The CTRI is a new research building on the site of the Abitibi-Témiscamingue Cégep (equivalent to a Junior College) dedicated to recycling industrial residue and other underutilized resources.

The building was designed to accommodate research laboratories specialized in three sectors: the mining industry, the biomass industry, and environmental engineering. In addition, it features offices for administrative staff and researchers and various public areas (conference room, kitchenette, service areas). The project also included the interior renovation of part of the main Cégep building.
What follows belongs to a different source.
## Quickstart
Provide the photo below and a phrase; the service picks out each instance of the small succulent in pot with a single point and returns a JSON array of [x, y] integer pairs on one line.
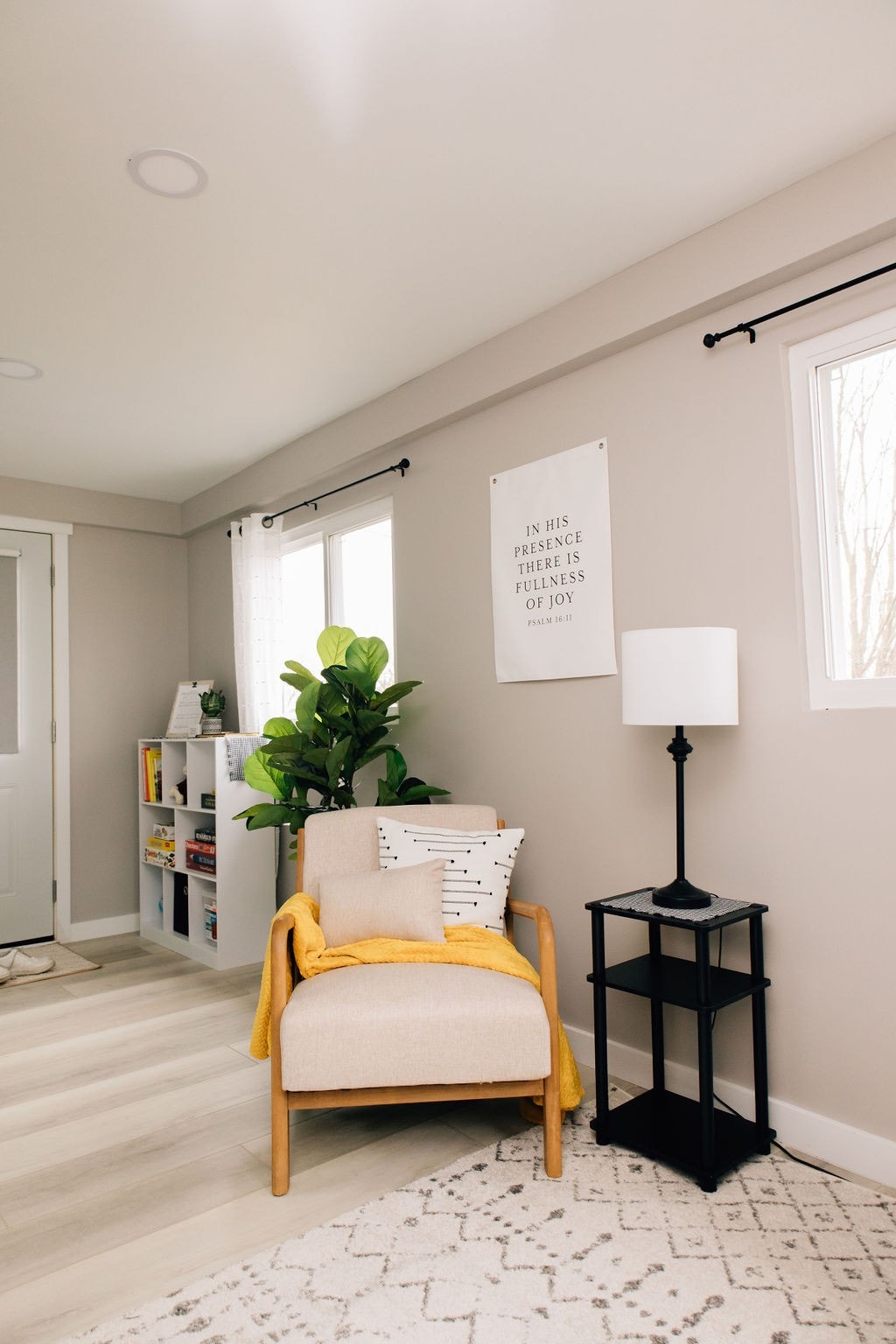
[[213, 704]]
CTRI’s directors and staff wanted a sustainable, contemporary design with its own visual identity, helping to distinguish the building from the rest of the campus. The architects responded by creating three main building volumes, each with its own choice of materials, evoking the three orientations of the research institute: metal skin for the mining sector, fiber-cement panels for the biomass sector, and stone gabions for environmental engineering. These three areas were connected by a wide corridor, open to a double-height glazed space on both levels. Tall curtain walls at either end face the Cégep to the east and the woods to the west, letting in morning light on one side and evening light on the other.

A glazed “Technology Showcase” on the south façade opens up the biomass lab to the outside and shows off the activities taking place within. It features a unique structural lattice formed of diagonal laminated wood timbers, highlighting the ingeniousness and expertise of the heavy timber industry the region is known for.

Both architect and client envisioned a building with a wood structure, but as the budget did not allow for heavy timber construction for the entire building, standard joists were used in several places.

The structure also had to be designed to reduce transmission of vibration from the movement of the forklift which is used in some areas of the ground floor.

The glulam lattice structure and the stone gabion walls presented real challenges to both the designers and the builders of the project. As the result of having met those challenges, the building's architecture is a physical representation of the potential of research and creativity to find new ways to use and add value to raw materials such as wood and stone.

Several sustainable development features were integrated in the design, each contributing its particular challenges: a solar wall for fresh air pre-heating, geothermal wells for heating and cooling, a Digital Addressable Lighting Interface for advanced lighting control, retention basins for controlling surface water on site, maximized use of structural wood, and a high-performance building envelope.